Innovative benefits that are showing up more post-pandemic include: personalized bucket list experiences, employee discounts and rewards, a home office budget, childcare assistance or onsite childcare, elder care, paid parental leave for mothers and fathers, shorter days near the holidays, company-sponsored events, pet-friendly work environments, paid volunteer days, sabbaticals after a certain number of years of employment, game rooms, a professional development fund, restaurant vouchers, homebuying assistance, fertility expense assistance, culture passes, and more. 

Know what’s most important to you. 

No one company will offer every single one of these benefits. And most likely, no one person values all of them. Now that you have an idea of the options, list the top five benefits that are most important to you (outside of the standard offerings). Have your low, middle, and ideal range of benefits in mind prior to searching for a job or heading into your year-end review. 
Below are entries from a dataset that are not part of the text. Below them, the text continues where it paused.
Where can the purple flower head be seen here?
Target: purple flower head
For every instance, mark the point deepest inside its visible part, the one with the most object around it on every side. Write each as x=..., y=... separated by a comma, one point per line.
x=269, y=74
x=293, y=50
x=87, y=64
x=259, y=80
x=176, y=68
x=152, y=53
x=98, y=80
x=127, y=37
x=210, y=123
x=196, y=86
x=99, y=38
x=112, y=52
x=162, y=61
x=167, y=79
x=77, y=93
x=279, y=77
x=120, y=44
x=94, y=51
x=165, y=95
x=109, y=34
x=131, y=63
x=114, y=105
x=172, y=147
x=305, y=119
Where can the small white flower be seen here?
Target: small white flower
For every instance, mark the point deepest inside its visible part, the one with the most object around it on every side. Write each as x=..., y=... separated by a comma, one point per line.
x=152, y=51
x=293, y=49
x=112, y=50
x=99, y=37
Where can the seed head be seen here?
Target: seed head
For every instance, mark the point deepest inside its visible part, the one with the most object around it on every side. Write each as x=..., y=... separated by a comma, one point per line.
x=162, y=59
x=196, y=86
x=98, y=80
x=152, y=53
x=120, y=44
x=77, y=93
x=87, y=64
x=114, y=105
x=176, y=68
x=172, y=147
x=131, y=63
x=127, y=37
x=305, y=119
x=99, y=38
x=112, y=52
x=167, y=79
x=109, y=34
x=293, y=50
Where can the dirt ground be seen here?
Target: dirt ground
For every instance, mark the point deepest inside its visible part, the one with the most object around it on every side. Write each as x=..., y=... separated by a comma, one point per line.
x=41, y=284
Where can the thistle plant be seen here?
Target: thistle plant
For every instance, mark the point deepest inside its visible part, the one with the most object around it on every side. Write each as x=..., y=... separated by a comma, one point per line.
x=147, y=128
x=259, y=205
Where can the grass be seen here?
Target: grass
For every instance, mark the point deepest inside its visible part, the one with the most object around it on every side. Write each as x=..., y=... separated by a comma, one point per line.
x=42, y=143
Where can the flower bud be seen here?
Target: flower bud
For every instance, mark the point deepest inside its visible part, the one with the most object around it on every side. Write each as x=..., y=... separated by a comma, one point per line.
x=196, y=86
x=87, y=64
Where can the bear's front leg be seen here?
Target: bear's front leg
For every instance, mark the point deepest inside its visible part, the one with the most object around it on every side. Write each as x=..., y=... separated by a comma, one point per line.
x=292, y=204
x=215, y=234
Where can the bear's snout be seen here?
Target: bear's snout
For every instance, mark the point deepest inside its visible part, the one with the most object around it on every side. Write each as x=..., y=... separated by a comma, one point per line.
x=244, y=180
“Take salary into account as you reflect,” Olson says. “Benefits are part of total compensation, and some companies with a long list of benefits may pay a little less. It’s all about what’s important to you, personally.” 

Always negotiate.  

If you get a job offer at a company and you don’t care about the benefits and perks that they propose, ask for the benefits that are important to you. 

Negotiate salary first. If the salary comes in higher than you expected, you can still negotiate for benefits. If the final salary offer is lower than you would prefer, counteroffer by asking for the benefits that have monetary—or other— value to you. “Don’t be greedy, but be bold,” Olson says.